% Generated by roxygen2: do not edit by hand
% Please edit documentation in R/ctbi.R
\name{ctbi}
\alias{ctbi}
\title{ctbi}
\usage{
ctbi(
  data.input,
  bin.side = NULL,
  bin.period,
  bin.center = NULL,
  bin.FUN = "mean",
  bin.max.f.NA = 0.2,
  SCI.min = 0.6,
  k.outliers = 0.6,
  ylim = c(-Inf, +Inf)
)
}
\arguments{
\item{data.input}{Two columns data.table (or data.frame) with the first column being the time component (POSIXct, Date or numeric) and the second column the value (numeric)}

\item{bin.side}{one side of a bin (same class as the time component)}

\item{bin.period}{time interval between two sides of a bin.

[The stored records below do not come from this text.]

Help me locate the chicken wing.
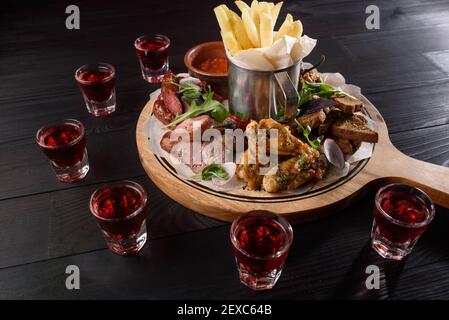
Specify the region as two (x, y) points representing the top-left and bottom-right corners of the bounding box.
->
(262, 155), (314, 193)
(236, 119), (321, 191)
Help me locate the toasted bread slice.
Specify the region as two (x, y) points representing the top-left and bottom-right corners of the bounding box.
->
(297, 109), (326, 129)
(318, 107), (341, 135)
(331, 114), (378, 143)
(332, 94), (363, 114)
(350, 139), (362, 151)
(335, 138), (354, 155)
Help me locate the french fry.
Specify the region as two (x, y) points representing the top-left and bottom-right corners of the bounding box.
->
(250, 0), (261, 33)
(258, 1), (272, 14)
(274, 13), (293, 41)
(271, 2), (283, 26)
(215, 1), (300, 52)
(227, 8), (254, 49)
(259, 12), (274, 47)
(222, 31), (242, 55)
(242, 8), (261, 47)
(235, 0), (251, 13)
(214, 5), (243, 55)
(289, 20), (303, 38)
(214, 5), (233, 35)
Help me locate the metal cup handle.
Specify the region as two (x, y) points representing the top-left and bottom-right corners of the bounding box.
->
(274, 71), (299, 121)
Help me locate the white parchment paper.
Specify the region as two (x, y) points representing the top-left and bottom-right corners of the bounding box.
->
(227, 35), (317, 71)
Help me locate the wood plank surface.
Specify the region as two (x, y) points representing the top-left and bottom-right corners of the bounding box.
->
(0, 175), (225, 269)
(1, 193), (447, 299)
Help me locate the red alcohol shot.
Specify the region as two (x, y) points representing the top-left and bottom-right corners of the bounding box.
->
(371, 183), (435, 260)
(230, 211), (293, 290)
(75, 63), (116, 116)
(90, 181), (148, 255)
(134, 34), (170, 83)
(35, 119), (89, 182)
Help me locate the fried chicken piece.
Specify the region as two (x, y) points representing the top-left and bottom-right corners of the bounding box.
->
(236, 119), (321, 191)
(258, 118), (315, 156)
(236, 149), (263, 190)
(262, 155), (317, 193)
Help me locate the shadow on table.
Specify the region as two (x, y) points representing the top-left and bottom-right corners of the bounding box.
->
(331, 207), (449, 299)
(331, 240), (406, 299)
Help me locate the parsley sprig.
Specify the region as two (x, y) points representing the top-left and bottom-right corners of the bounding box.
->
(193, 163), (230, 181)
(303, 125), (324, 150)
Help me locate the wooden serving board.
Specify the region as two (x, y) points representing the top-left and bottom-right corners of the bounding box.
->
(136, 92), (449, 223)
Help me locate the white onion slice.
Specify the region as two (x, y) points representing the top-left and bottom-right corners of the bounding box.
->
(176, 73), (190, 79)
(179, 77), (201, 85)
(323, 138), (345, 169)
(345, 142), (374, 164)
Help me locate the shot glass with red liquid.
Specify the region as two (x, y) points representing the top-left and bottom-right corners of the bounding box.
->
(89, 181), (148, 255)
(371, 183), (435, 260)
(230, 211), (293, 291)
(75, 62), (116, 116)
(35, 119), (89, 182)
(134, 34), (170, 83)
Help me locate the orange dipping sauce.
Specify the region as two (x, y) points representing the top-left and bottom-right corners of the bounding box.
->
(198, 57), (228, 74)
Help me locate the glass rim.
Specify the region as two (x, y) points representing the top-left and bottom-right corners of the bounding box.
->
(35, 118), (85, 150)
(89, 180), (148, 222)
(375, 183), (436, 228)
(230, 211), (294, 260)
(134, 33), (171, 51)
(75, 62), (116, 84)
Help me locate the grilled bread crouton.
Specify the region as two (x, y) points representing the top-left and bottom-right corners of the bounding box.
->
(331, 114), (378, 143)
(332, 94), (363, 114)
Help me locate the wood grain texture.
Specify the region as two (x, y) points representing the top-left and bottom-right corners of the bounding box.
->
(366, 83), (449, 134)
(2, 1), (449, 142)
(0, 196), (447, 299)
(136, 91), (449, 222)
(390, 124), (449, 166)
(0, 128), (145, 200)
(2, 81), (449, 200)
(0, 175), (225, 269)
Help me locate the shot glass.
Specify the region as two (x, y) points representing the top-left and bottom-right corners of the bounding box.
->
(35, 119), (89, 182)
(75, 62), (116, 116)
(371, 183), (435, 260)
(230, 210), (293, 291)
(89, 181), (148, 255)
(134, 33), (170, 83)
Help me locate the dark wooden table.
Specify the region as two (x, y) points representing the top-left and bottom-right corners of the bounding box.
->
(1, 0), (449, 300)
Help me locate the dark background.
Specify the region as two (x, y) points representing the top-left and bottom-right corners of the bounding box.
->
(1, 0), (449, 299)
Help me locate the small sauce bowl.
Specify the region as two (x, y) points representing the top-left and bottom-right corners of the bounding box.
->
(184, 41), (228, 98)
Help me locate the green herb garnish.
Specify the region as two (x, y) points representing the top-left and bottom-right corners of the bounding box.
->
(193, 163), (230, 181)
(299, 82), (339, 107)
(179, 82), (202, 100)
(234, 112), (249, 120)
(303, 125), (324, 150)
(273, 104), (285, 120)
(163, 86), (230, 128)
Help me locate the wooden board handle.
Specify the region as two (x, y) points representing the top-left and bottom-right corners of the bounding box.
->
(380, 148), (449, 208)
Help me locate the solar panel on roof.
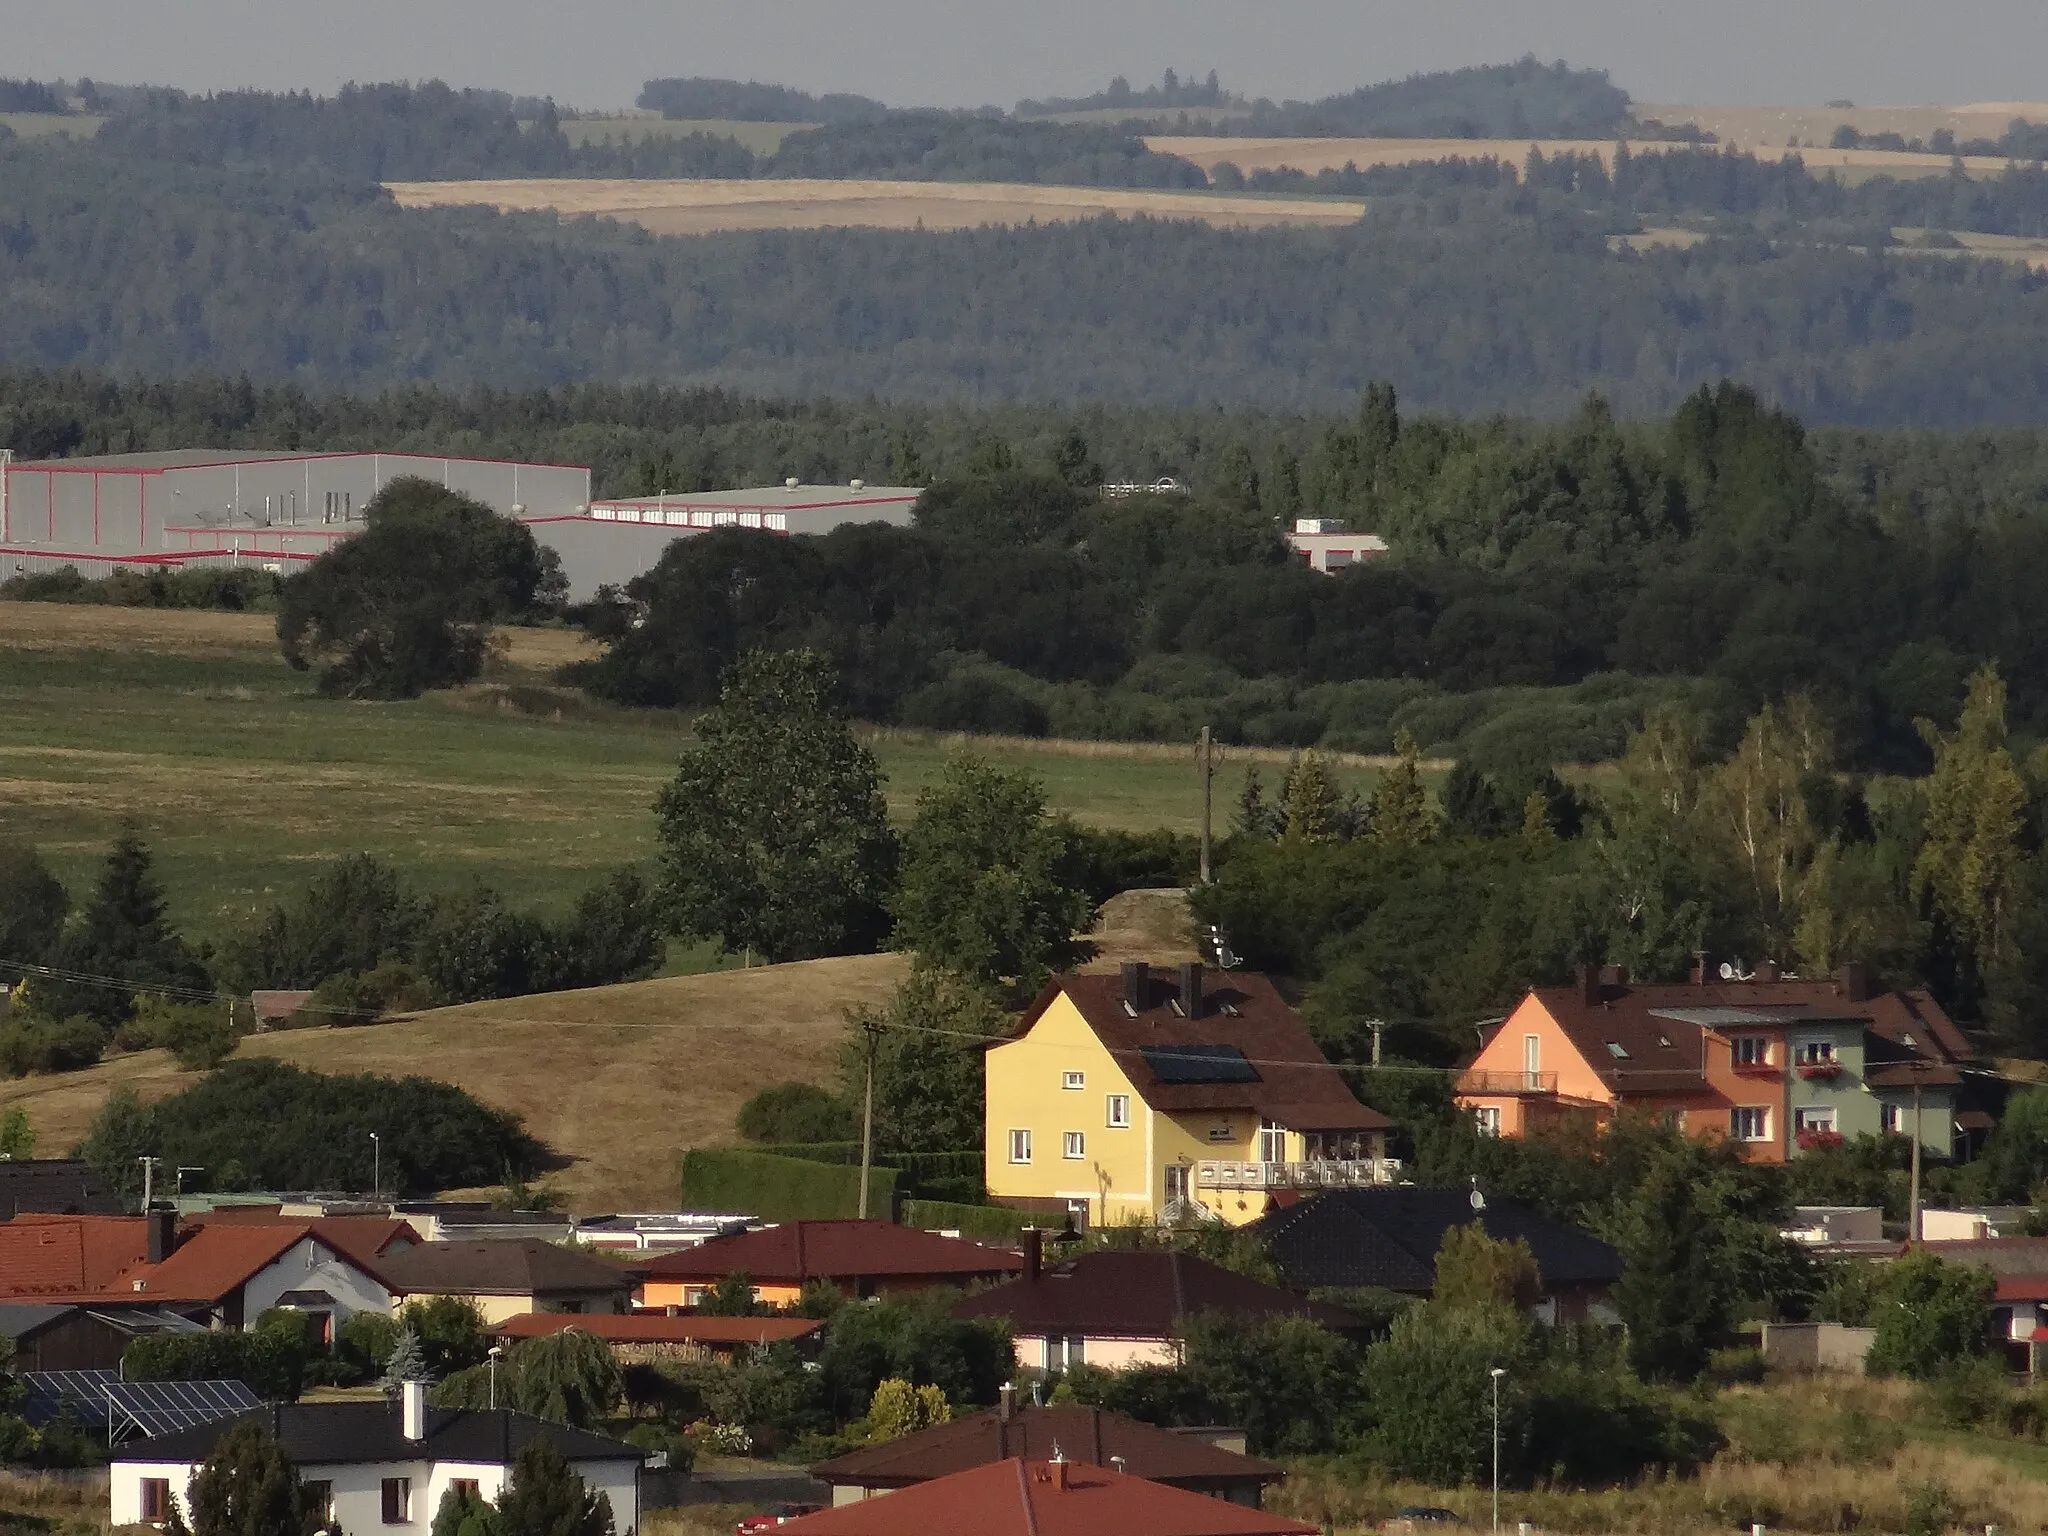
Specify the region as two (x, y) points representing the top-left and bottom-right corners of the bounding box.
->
(1140, 1044), (1260, 1084)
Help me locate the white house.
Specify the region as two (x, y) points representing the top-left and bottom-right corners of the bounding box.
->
(110, 1384), (644, 1533)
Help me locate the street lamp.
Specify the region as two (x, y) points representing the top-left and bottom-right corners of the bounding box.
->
(1489, 1366), (1508, 1534)
(369, 1133), (381, 1199)
(488, 1343), (505, 1410)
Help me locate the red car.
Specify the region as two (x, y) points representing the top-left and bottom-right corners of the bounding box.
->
(734, 1504), (823, 1534)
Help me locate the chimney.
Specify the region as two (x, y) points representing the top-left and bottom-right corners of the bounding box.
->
(1023, 1228), (1043, 1282)
(1178, 962), (1202, 1018)
(999, 1382), (1016, 1422)
(1838, 961), (1873, 1002)
(401, 1379), (426, 1442)
(146, 1210), (177, 1265)
(1599, 963), (1626, 989)
(1755, 960), (1781, 984)
(1051, 1449), (1068, 1492)
(1577, 963), (1600, 1006)
(1121, 961), (1149, 1011)
(1689, 954), (1709, 986)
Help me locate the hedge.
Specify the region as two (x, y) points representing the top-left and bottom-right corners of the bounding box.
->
(680, 1148), (898, 1220)
(901, 1200), (1035, 1244)
(748, 1144), (985, 1202)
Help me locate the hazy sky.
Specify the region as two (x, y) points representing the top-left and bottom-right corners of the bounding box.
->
(6, 1), (2046, 112)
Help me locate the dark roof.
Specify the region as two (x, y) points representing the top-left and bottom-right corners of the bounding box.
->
(110, 1401), (641, 1466)
(0, 1161), (122, 1219)
(1251, 1187), (1623, 1295)
(635, 1220), (1022, 1284)
(1022, 971), (1390, 1133)
(951, 1251), (1353, 1338)
(776, 1458), (1316, 1536)
(0, 1303), (80, 1339)
(811, 1405), (1281, 1490)
(1507, 977), (1972, 1099)
(490, 1313), (822, 1346)
(376, 1239), (632, 1297)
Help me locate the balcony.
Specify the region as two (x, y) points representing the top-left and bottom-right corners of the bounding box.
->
(1796, 1061), (1844, 1082)
(1196, 1158), (1402, 1192)
(1455, 1070), (1559, 1096)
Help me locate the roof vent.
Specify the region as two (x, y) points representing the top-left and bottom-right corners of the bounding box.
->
(850, 478), (865, 490)
(785, 476), (800, 490)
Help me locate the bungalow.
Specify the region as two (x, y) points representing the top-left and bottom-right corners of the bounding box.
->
(632, 1220), (1020, 1310)
(488, 1311), (822, 1365)
(810, 1398), (1283, 1508)
(111, 1384), (643, 1531)
(376, 1239), (634, 1324)
(1249, 1186), (1623, 1325)
(1455, 962), (1981, 1163)
(951, 1240), (1355, 1373)
(777, 1457), (1316, 1536)
(985, 963), (1395, 1230)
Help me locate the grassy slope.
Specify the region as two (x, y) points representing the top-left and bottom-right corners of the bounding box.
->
(0, 953), (911, 1212)
(0, 604), (1384, 941)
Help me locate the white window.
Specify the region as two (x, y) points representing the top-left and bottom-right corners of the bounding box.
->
(1063, 1131), (1086, 1160)
(1524, 1035), (1541, 1076)
(1062, 1071), (1086, 1090)
(1045, 1333), (1085, 1368)
(1008, 1129), (1032, 1164)
(1163, 1164), (1190, 1202)
(1795, 1107), (1837, 1134)
(1795, 1039), (1837, 1065)
(381, 1479), (412, 1526)
(1883, 1102), (1906, 1134)
(1258, 1120), (1287, 1163)
(1106, 1094), (1131, 1128)
(1732, 1107), (1770, 1142)
(1474, 1106), (1502, 1138)
(1733, 1036), (1771, 1066)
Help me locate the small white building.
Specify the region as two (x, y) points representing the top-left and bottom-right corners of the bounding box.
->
(1285, 519), (1388, 574)
(110, 1384), (643, 1532)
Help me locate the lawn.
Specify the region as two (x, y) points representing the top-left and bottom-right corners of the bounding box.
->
(0, 604), (1380, 941)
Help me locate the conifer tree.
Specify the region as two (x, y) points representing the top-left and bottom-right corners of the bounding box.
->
(1281, 752), (1343, 844)
(169, 1421), (307, 1536)
(381, 1326), (426, 1390)
(41, 824), (208, 1025)
(1371, 731), (1436, 847)
(1914, 665), (2029, 971)
(496, 1439), (613, 1536)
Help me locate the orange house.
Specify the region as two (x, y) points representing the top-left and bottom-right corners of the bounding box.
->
(1456, 963), (1976, 1164)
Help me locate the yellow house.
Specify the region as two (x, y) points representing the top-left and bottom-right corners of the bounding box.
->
(985, 962), (1396, 1229)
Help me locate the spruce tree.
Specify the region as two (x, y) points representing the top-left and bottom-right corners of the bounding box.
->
(496, 1438), (613, 1536)
(169, 1420), (307, 1536)
(382, 1325), (427, 1389)
(42, 824), (208, 1025)
(1281, 752), (1343, 844)
(1370, 732), (1437, 847)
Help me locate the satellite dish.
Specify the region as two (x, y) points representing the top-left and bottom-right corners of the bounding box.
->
(1718, 962), (1736, 980)
(1470, 1188), (1486, 1212)
(1218, 946), (1241, 970)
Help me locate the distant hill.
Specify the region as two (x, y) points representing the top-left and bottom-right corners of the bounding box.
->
(636, 76), (888, 125)
(1225, 58), (1631, 139)
(1016, 69), (1236, 119)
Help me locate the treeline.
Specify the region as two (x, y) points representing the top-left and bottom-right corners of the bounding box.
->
(1227, 58), (1632, 139)
(0, 832), (662, 1076)
(636, 76), (888, 124)
(1015, 68), (1233, 118)
(767, 115), (1206, 187)
(19, 137), (2048, 418)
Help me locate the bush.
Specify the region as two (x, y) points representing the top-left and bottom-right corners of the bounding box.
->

If the time component x.t of data0 is numeric, bin.period is numeric. If x.t is POSIXct or Date, bin.period = 'k units', with k an integer and units = (seconds, minutes, hours, days, weeks, half-months, months, years, decades, centuries, millenaries)}

\item{bin.center}{if bin.side is not specified, one center of a bin (same class as the time component)}

\item{bin.FUN}{character ('mean', 'median' or 'sum') that defines the aggregating operator}

\item{bin.max.f.NA}{numeric between 0 and 1 that specifies the maximum fraction of missing values for a bin to be accepted. The minimum number of non-NA points for a bin to be accepted is bin.size*(1-bin.max.f.NA) with bin.size the number of points per bin}

\item{SCI.min}{numeric between 0 and 1 that is compared to the Stacked Cycles Index (SCI). If SCI > SCI.min, missing values are imputed in accepted bins with the sum of the long-term and cyclic components. SCI.min = Inf means that no values are imputed}

\item{k.outliers}{positive numeric that defines the outlier level in the Logbox method used to flag outliers, with k.outliers = 0.16 corresponding to a Gaussian distribution and k.outliers = 0.8 to an Exponential distribution. The default value of k.outliers = 0.6 has been calculated based on a set of distributions with moderate skewness and kurtosis (the Pearson family). k.outliers = Inf means that no outliers are flagged}

\item{ylim}{numeric vector of length 2 that defines the range of possible values. Values below ylim[1] or above ylim[2] are set to NA}
}
\value{
A list that contains:

data0, the raw dataset (same class as data.input), with 8 columns: (i) time; (ii) outlier-free and imputed data; (iii) index.bin: index of the bins associated with each data points (the index is negative if the bin is rejected); (iv) long.term: long-term trend; (v) cycle: cyclic component; (vi) outliers: quarantined outliers; (vii) imputed: value of the imputed data points; (viii) time.bin: relative position of the data points in their bins, between 0 and 1

data1, the aggregated dataset (same class as data.input), with 10 columns: (i) aggregated time (center of the bins); (ii) aggregated data; (iii) index.bin: index of the bin (negative value if the bin is rejected); (iv) bin.start: start of the bin; (v) bin.end: end of the bin; (vi) n.points: number of points per bin (including NA values); (vii) n.NA: number of NA values per bin, originally; (viii) n.outliers: number of outliers per bin; (ix) n.imputed: number of imputed points per bin; (x) variability associated with the aggregation (standard deviation for the mean, MAD for the median and nothing for the sum)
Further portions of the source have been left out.